How old is your child? I know how you are feeling. Our son was basically barely holding it together at school and showing me his pain at home. If we left him status quo, he'd end up diagnosed with 2 or 3 more syndromes I am sure. THEN he WOULD qualify for the school we found 2 weeks ago - but all the kids their already had their "breakdowns" and then exposing him to a bunch of kid with a grudge against the "system" might do more harm than good....
ooooh, thanks pikajedi and quick duck - I am getting there on the whole picture thing... (1st try)
[How old is your child? I know how you are feeling. Our son was basically barely holding it together at school and showing me his pain at home. If we left him status quo, he'd end up diagnosed with 2 or 3 more syndromes I am sure. THEN he WOULD qualify for the school we found 2 weeks ago - but all the kids their already had their "breakdowns" and then exposing him to a bunch of kid with a grudge against the "system" might do more harm than good....
[/quote]
Which I meantersay: A grudge against the "System" in and of itself is NOT bad, the "System" is bad (Don't tread on me is one of his favorite sayings) and we are a family of swiiming against the tide sorts... What I mean is him focusing ONLY on that the system is bad and not looking for a way around it, over it or through it - a learned wallowing from others having fared worse than him thus far - would be the bad part.( so we continue to shelter him - seriously opnions on this technique...) Particalarly because he can lazer in on despair and he is one of the most compassionate people, it hurts him when others are hurting (inside).... he will take on their pain and trilas as his own.
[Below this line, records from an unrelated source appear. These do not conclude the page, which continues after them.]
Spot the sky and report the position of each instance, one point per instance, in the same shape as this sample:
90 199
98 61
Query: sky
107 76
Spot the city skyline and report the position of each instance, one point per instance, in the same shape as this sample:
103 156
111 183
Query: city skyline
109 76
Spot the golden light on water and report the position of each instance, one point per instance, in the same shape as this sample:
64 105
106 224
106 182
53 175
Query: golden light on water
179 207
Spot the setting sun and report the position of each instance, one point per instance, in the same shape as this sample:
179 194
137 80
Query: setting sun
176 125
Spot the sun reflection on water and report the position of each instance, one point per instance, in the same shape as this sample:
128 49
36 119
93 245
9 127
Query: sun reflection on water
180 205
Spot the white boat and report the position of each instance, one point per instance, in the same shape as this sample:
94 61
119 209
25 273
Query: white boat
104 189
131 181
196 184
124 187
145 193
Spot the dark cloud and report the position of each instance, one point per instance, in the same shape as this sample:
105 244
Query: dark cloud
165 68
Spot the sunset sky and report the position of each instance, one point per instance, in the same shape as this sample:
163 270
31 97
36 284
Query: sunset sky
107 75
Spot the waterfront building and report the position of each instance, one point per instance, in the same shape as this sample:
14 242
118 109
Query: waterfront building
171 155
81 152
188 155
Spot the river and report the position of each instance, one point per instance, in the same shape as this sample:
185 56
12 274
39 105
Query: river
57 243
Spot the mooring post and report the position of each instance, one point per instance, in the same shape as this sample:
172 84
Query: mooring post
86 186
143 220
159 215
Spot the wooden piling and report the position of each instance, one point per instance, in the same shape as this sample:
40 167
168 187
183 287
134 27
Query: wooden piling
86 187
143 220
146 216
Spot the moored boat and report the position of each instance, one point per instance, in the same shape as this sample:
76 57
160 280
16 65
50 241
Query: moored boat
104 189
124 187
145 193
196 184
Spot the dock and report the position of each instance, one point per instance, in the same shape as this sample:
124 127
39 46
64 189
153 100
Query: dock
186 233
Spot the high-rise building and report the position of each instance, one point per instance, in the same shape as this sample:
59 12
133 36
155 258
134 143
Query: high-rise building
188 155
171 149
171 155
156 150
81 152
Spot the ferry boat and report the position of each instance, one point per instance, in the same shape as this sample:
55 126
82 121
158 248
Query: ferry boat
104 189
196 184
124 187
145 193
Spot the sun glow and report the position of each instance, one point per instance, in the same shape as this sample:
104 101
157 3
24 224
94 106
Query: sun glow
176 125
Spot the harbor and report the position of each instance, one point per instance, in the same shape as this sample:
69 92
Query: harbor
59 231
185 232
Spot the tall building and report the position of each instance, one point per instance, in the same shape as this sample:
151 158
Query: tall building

(Who knows maybe his destiny lies in helping others - he has such a very strong urge to defend others)
Oh Dear Rosetta, I feel for your son, it is so hard to be a child that is so caring on top of all the other difficulties. You can/should/ Pm me - are you in the US? I think I am further along in things - maybe I could be of some help to you.
What a bizarre thing, isn't it, when these "so called' professionals look at you like you don't know hat is best for your child and they make absurd statements like oh he can empathize.... in my opinion, and many others - autistics see alot MORE that is really going on then typical people, that is one of the reasons things are so exhausting for them. They see too much, I am in NJ, by the way.